Peter Davies, 101, of Bollington in Cheshire, flew a Hamilcar glider as part of Operation Varsity, which targeted the Rhine in Germany in 1945.

He said of the glider: “It’s very different from flying a powered aircraft because once you’re towed and you’re committed there’s only one way, and that’s down, it’s like flying a brick.

“It’s a question of making a lot of judgments, I suppose. it was just the job, you didn’t think about it, it was how you did it.

“When you landed, you had 30 men around you, unlike parachutists who were spread all over the place.

“It meant the unit was a unit. How would you get a tank or 17-pounder gun on the ground? By putting them in a bloody big aircraft.

“It just so happens that the glider didn’t have any engines, but we probably carried more troops than ever jumped out of an aeroplane.”

However, Mr Davies said he would be “amazed” if the glider was mentioned as part of the D-Day news coverage, saying “we’re all old men now”.

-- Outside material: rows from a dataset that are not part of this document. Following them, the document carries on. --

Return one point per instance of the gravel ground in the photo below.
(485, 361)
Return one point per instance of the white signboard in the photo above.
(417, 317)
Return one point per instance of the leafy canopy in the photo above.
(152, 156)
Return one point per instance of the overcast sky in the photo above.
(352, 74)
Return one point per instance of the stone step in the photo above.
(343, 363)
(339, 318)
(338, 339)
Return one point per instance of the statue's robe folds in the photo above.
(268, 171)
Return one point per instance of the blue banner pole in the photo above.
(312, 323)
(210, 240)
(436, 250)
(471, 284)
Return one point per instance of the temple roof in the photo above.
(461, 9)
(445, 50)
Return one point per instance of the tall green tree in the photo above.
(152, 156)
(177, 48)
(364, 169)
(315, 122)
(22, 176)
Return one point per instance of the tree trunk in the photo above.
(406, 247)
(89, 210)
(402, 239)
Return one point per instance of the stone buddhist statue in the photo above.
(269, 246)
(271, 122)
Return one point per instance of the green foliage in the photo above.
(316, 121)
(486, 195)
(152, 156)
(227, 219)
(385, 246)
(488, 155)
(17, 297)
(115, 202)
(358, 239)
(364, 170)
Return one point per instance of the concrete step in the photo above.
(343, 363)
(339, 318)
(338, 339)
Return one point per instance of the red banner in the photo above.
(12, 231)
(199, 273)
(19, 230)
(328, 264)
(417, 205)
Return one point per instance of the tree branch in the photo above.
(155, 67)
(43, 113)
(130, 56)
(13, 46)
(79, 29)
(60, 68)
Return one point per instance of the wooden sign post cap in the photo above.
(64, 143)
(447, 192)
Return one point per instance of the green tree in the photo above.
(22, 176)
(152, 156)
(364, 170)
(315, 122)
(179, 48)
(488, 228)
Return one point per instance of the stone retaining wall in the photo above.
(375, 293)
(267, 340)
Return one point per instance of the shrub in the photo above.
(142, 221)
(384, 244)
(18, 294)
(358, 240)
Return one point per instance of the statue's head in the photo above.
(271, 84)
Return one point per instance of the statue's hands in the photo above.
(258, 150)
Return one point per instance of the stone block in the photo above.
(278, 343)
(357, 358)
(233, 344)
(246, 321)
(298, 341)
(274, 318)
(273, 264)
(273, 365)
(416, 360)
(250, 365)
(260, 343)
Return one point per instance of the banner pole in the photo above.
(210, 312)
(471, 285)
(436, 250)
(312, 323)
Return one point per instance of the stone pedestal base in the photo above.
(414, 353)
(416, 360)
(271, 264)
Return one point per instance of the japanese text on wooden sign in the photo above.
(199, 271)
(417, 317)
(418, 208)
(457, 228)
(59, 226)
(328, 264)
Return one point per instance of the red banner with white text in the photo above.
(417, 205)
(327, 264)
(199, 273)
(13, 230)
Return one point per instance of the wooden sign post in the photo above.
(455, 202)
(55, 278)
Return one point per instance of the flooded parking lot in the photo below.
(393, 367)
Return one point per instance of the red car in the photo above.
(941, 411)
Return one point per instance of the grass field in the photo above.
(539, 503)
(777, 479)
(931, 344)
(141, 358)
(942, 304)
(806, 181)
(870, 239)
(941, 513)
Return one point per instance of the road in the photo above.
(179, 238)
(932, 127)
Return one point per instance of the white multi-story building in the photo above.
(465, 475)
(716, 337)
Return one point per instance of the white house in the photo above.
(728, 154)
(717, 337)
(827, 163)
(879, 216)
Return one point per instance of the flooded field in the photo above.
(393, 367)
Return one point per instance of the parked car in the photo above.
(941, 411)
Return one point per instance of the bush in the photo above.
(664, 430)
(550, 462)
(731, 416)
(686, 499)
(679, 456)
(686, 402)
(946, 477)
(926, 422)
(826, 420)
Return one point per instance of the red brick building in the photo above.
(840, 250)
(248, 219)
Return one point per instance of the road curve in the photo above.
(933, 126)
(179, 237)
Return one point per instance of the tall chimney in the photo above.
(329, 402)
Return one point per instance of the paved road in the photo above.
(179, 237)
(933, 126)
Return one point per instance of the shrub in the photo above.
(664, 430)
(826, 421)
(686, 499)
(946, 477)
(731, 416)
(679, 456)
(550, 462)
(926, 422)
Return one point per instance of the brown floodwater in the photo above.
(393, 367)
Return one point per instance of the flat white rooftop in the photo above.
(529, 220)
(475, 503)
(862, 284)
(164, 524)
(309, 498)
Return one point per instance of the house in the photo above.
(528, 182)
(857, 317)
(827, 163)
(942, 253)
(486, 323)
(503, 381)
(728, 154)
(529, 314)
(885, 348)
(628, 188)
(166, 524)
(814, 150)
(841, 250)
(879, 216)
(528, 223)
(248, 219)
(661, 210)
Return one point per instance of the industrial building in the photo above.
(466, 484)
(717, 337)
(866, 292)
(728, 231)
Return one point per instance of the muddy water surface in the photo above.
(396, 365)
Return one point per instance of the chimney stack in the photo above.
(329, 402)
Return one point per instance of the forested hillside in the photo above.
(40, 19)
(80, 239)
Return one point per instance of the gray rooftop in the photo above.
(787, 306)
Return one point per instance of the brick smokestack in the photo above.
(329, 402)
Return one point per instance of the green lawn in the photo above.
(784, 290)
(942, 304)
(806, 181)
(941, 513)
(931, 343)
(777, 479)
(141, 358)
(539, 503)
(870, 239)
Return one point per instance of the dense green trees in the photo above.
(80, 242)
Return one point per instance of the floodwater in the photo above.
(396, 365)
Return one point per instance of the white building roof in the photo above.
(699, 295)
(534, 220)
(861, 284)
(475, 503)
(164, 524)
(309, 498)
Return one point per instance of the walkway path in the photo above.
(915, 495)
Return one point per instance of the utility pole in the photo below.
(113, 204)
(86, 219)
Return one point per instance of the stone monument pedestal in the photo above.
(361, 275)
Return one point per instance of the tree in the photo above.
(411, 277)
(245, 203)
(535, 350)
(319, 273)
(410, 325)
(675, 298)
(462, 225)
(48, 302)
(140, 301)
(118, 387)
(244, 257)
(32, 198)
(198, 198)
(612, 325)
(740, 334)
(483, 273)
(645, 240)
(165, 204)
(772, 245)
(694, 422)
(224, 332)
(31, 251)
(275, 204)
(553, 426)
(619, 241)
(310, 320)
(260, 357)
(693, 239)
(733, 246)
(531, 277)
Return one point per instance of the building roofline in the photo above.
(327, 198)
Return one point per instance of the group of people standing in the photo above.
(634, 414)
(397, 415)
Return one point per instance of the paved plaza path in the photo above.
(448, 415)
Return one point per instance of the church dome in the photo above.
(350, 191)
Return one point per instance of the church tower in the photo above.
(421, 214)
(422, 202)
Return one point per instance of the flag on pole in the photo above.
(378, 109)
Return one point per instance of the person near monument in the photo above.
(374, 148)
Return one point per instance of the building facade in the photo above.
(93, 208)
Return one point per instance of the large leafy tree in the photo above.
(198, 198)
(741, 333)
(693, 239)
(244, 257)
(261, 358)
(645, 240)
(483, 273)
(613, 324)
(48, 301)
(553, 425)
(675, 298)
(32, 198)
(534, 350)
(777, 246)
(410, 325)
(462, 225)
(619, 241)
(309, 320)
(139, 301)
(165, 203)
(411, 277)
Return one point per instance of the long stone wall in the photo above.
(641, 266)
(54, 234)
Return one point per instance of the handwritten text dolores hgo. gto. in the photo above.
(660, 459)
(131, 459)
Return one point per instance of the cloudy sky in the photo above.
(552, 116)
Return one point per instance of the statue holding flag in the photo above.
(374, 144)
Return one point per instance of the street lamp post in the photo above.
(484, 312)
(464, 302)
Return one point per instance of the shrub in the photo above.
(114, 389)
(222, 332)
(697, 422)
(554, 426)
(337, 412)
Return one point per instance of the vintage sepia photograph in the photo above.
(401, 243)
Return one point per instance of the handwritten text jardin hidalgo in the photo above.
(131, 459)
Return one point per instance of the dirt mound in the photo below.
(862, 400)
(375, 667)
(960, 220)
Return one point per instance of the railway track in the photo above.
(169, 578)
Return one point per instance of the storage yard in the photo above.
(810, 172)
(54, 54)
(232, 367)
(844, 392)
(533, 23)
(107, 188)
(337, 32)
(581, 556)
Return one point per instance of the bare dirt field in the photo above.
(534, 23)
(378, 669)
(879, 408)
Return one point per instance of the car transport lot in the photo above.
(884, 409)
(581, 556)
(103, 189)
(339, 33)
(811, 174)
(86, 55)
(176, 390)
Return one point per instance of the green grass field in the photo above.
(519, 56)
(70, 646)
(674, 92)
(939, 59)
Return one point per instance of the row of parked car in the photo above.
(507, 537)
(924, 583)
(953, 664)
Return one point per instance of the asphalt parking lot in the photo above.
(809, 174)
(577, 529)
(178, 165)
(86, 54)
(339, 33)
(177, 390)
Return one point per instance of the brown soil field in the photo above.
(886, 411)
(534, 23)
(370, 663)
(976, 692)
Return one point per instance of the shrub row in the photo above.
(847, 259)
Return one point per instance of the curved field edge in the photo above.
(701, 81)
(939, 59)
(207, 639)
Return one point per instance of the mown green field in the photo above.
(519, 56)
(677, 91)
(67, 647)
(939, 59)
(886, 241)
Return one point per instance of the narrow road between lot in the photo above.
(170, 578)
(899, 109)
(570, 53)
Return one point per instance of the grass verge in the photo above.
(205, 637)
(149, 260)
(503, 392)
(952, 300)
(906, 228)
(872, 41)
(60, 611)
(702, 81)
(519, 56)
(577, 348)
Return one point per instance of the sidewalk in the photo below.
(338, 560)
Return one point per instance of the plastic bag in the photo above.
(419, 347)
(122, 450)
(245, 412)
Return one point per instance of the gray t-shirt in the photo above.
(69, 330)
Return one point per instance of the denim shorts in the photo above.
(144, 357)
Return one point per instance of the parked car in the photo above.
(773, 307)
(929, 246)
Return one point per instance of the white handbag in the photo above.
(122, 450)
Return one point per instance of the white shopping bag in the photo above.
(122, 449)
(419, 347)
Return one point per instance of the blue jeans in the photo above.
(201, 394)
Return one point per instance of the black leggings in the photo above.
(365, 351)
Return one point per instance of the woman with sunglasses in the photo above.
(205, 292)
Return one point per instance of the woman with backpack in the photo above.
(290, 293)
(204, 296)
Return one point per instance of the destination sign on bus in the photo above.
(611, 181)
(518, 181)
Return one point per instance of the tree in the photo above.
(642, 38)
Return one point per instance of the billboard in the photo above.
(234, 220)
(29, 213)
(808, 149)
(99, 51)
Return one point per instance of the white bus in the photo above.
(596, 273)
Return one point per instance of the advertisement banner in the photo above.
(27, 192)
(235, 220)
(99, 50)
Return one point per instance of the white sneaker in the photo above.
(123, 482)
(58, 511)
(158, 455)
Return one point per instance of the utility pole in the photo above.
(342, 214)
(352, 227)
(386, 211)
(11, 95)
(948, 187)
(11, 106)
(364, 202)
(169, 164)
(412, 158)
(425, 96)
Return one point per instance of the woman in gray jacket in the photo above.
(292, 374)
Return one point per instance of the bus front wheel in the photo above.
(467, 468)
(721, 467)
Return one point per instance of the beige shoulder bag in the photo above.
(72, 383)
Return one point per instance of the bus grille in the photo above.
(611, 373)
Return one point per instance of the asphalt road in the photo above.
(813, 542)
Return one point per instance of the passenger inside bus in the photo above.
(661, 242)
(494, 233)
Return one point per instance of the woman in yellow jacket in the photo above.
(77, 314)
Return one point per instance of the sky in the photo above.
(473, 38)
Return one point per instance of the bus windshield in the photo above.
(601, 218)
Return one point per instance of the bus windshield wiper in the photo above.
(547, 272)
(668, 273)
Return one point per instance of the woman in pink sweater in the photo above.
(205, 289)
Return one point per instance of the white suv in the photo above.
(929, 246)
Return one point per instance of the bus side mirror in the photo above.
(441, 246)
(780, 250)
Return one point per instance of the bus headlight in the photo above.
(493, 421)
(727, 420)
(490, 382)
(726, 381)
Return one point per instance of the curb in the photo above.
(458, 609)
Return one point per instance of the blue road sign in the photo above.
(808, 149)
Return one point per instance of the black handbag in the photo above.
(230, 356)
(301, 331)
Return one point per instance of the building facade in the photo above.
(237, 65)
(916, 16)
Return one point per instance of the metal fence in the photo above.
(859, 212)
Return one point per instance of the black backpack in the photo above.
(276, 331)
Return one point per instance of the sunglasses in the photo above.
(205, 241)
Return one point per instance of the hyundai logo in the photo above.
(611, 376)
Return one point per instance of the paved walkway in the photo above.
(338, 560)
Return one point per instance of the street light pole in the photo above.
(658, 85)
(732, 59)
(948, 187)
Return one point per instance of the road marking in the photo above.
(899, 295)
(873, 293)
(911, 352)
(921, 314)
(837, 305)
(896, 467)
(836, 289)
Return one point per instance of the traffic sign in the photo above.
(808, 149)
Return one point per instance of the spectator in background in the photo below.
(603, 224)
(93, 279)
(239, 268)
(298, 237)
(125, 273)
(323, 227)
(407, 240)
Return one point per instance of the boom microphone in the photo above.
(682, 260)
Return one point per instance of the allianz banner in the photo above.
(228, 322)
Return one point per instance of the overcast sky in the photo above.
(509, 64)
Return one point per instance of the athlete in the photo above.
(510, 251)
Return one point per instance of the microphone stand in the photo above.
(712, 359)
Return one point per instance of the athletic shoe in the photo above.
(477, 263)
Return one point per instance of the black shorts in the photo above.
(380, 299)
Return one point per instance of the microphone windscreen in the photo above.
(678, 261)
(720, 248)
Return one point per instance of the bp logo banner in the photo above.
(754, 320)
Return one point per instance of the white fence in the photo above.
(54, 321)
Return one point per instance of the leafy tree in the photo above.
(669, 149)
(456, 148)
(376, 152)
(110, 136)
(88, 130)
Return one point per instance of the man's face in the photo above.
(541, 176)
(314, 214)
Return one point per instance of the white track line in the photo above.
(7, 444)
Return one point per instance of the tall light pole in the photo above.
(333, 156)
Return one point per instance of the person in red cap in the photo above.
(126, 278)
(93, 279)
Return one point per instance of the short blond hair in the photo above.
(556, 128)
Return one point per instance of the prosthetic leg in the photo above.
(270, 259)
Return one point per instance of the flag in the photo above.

He went on: “The guys who flew the coup-de-main and took the bridges, it couldn’t have been done any other way, that couldn’t have been done by parachuters.

“In one case there was three gliders all landing within 50 metres of the bridge, that was the epitome of navigation, timing and skill.

“These guys spent hours practising and flying certain compass headings for so long… without the bridge being taken that flank of the landing zones would have been vulnerable.”

Jane Barkway-Harney, 60, a teacher from Horsham in West Sussex, and the daughter of D-Day Horsa glider pilot Geoff Barkway, said the regiment had “earned its place in history”.

Her father, the pilot of the third glider to land at Pegasus Bridge, was shot in the wrist and later had his arm amputated.

Ms Barkway-Harney said: “If you had a plane that dropped loads of paratroops, they could be scattered over quite a wide area by the time they landed and it takes a long time for them to gather back together again and you lose the element of surprise.

“So the idea of the glider was that actually it would land silently, nobody knew it was coming and you instantly had 30 people ready to fight all on the same spot and ready to go.”

Family members of glider pilots involved in the D-Day operation are to visit Normandy.